Wim Hendriksen

Wim Hendriksen is a retired software manager.

19 November 2019

Ten years ago, Boeing started farming out development of complete subsystems to subcontractors. The aerospace company’s management told their senior engineers that, since building airplanes had become mainstream, external, lower-qualified engineers could deliver the designs cheaper and faster than in-house development teams. A few years later, a lot of these senior engineers have been laid off, causing a huge brain drain in systems knowledge at Boeing.

Years of cumulative knowledge and experience about how to build airplanes walked out the door. Instead, unskilled teams, with a horizon of only their own subsystem, did the work to the best of their abilities. The headcount of central departments at Boeing, like the team that designed cockpits, was cut in half. As basic system-level knowledge on how to build airplanes was lost, this allowed for wrong decisions on reliability to be taken: avoiding single-point failures using doubly or triply redundant subsystems wasn’t implemented in functions where it was badly needed.

Dennis Muilenburg spotted these problems when he became CEO of Boeing in 2015 and started to reverse the trend of farming out subsystem development. Too bad he was too late.

Boeing needed a quick commercial answer to the Airbus A320Neo and decided to upgrade the Boeing 737 to the 737 Max. The original design dates back to 1967 and has since been incrementally upgraded to today’s 737. It’s a mix of old-fashioned mechanical cables and pulleys combined with modern motors and electronics. The airplane’s fuselage is quite close to the ground, to allow the ground crew to throw the suitcases in the airplane by hand instead of using extra equipment.

The new Max needed bigger engines but they would scrape the runway. Boeing’s solution was to place the engines closer to the fuselage. As a result, they also moved more to the front of the plane, which degraded the flight characteristics: the airplane sometimes pitched backward by itself – with the risk of stalling.

To ‘solve’ this nuisance for the pilots, Boeing ordered a box with software to measure the pitch of the airplane and push down the nose when needed. The pitch was measured with one (!) of the two angle-of-attack sensors in the nose. The box changed the angle of the tailplane with a motor to move the airplane back to the desired pitch. This was done every five seconds.

To avoid making pilots nervous, this box wasn’t mentioned in the manual nor in the training nor in the flight simulator. The warning light that blinks when the left and right angle-of-attack sensors measure different values only did so when the customer had an optional package installed.

When this single angle-of-attack sensor malfunctions, all hell breaks loose in the cockpit because the pilots have no idea why the plane does what it does. When you don’t know a box with software is messing around with your tailplane, you don’t know what to do when the airplane wants to dive every five seconds.

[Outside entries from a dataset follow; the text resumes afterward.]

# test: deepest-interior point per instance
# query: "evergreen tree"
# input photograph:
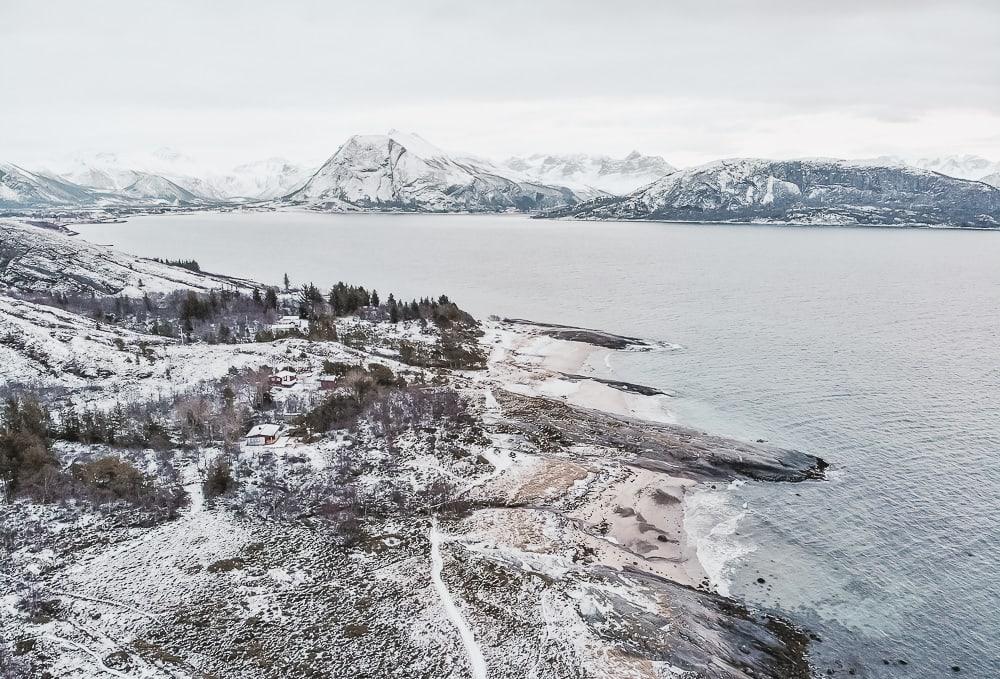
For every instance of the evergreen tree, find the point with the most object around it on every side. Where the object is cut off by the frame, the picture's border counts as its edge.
(271, 299)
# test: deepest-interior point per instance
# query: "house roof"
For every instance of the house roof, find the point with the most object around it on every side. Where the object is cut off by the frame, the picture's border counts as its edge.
(264, 430)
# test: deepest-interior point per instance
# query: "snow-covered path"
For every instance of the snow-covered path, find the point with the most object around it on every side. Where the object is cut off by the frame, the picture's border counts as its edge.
(472, 649)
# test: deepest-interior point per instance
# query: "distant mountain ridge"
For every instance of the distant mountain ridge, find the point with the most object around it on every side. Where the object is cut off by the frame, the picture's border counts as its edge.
(803, 192)
(399, 172)
(592, 175)
(404, 172)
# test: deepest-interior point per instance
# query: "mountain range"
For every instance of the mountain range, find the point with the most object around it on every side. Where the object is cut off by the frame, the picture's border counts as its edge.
(803, 192)
(403, 172)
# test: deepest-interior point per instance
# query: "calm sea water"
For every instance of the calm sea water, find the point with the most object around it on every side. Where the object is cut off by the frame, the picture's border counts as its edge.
(878, 349)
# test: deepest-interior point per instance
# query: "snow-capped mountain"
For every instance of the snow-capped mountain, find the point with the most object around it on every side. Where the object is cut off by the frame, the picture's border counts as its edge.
(592, 175)
(804, 192)
(156, 189)
(262, 179)
(960, 166)
(258, 180)
(133, 179)
(398, 171)
(21, 189)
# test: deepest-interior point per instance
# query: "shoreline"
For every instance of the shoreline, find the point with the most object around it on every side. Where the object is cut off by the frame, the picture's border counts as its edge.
(641, 503)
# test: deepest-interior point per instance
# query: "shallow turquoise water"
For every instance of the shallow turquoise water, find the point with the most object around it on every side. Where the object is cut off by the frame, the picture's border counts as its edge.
(878, 349)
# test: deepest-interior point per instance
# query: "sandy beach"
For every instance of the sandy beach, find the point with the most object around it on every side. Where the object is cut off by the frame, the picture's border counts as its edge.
(627, 517)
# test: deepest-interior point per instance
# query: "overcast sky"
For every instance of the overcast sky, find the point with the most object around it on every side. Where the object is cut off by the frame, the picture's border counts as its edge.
(691, 80)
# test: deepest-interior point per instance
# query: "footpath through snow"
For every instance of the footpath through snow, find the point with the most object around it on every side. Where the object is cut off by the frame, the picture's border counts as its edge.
(476, 660)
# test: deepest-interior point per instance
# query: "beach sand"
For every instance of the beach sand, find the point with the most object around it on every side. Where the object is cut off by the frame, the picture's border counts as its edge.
(628, 517)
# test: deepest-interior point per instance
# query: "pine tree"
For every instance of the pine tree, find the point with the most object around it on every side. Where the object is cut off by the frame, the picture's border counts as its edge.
(393, 309)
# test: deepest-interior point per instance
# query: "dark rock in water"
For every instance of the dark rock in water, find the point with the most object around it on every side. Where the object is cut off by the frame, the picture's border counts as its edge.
(598, 338)
(666, 448)
(708, 633)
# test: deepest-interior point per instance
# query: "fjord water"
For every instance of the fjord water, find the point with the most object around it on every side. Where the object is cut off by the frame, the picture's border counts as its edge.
(877, 349)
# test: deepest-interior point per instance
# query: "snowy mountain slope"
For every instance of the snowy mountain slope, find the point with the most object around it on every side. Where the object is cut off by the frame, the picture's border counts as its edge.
(804, 192)
(46, 345)
(962, 167)
(592, 175)
(959, 166)
(20, 188)
(138, 179)
(991, 179)
(405, 172)
(37, 259)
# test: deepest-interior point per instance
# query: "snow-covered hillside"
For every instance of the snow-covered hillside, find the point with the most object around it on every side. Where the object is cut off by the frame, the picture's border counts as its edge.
(398, 171)
(591, 175)
(804, 192)
(20, 188)
(262, 179)
(38, 259)
(967, 166)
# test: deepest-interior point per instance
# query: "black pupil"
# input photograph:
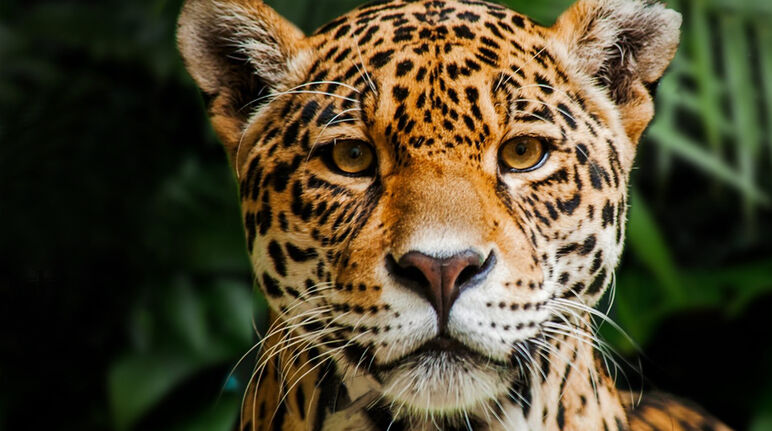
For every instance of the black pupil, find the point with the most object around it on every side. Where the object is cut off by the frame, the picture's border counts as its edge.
(355, 152)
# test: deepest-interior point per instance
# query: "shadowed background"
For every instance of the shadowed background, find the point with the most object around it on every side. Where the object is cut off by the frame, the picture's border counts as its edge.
(125, 291)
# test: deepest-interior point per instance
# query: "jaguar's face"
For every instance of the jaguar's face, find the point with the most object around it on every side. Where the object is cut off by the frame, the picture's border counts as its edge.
(437, 192)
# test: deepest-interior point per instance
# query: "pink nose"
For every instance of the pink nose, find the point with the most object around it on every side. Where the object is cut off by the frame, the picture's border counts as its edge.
(440, 281)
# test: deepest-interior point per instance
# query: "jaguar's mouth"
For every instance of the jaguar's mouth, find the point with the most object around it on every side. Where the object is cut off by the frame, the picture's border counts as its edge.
(443, 348)
(443, 376)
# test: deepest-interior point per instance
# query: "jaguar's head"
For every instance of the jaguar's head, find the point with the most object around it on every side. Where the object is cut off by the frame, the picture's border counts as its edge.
(431, 190)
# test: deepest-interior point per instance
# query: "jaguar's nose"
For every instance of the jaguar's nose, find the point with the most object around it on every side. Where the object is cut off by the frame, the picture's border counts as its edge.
(440, 280)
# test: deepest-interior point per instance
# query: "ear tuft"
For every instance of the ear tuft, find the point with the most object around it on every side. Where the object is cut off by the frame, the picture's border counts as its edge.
(621, 43)
(237, 51)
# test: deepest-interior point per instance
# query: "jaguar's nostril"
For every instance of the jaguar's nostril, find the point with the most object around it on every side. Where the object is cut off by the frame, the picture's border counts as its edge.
(440, 280)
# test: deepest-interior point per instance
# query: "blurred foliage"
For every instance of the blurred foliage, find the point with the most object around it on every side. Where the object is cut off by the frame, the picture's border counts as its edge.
(123, 240)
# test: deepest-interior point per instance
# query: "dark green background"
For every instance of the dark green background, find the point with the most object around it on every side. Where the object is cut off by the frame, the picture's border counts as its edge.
(125, 292)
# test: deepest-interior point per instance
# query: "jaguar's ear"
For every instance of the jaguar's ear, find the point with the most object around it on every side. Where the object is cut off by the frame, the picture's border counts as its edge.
(238, 51)
(625, 45)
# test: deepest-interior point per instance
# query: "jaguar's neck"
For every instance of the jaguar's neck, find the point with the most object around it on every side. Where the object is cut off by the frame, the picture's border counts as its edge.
(569, 389)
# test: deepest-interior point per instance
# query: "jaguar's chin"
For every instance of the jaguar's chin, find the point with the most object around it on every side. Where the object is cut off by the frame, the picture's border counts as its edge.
(444, 378)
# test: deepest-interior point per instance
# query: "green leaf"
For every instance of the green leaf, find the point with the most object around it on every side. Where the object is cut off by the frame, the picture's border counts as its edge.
(647, 242)
(222, 416)
(137, 384)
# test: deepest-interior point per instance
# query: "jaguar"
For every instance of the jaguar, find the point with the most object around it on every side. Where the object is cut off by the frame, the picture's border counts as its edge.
(434, 197)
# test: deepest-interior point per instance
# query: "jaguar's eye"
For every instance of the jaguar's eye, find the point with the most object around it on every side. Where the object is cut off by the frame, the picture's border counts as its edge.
(352, 157)
(522, 154)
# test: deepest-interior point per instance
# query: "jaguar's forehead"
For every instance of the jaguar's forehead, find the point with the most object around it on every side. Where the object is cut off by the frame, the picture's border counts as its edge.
(433, 72)
(477, 35)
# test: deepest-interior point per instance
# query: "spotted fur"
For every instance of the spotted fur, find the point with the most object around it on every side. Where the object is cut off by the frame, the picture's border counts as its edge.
(435, 87)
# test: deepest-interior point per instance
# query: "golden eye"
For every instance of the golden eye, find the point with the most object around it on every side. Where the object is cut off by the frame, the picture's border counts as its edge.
(352, 157)
(522, 154)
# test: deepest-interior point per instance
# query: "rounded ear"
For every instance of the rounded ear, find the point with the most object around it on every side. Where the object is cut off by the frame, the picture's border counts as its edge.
(238, 51)
(625, 45)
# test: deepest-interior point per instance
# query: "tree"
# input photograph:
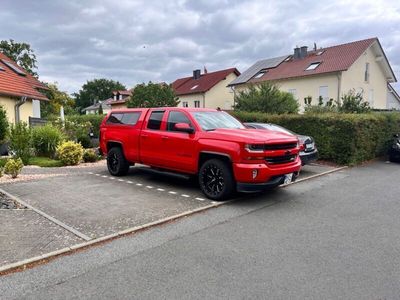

387 Boeing 737 Max airplanes have been put into operation since May 2017. In November 2018 and in March 2019, two of them crashed, probably because of this angle-of-attack sensor. The death toll: 346 casualties. When things can go wrong, they will go wrong.

In retrospect, no one at Boeing understands why only one sensor is used and not both. Good thinking, but too late. In the Brainport region, fortunately, we’re much smarter at farming out the development of our high-tech products to subcontractors. What happened at Boeing, of course, won’t happen to us because we’ve learned from the misery of others – right?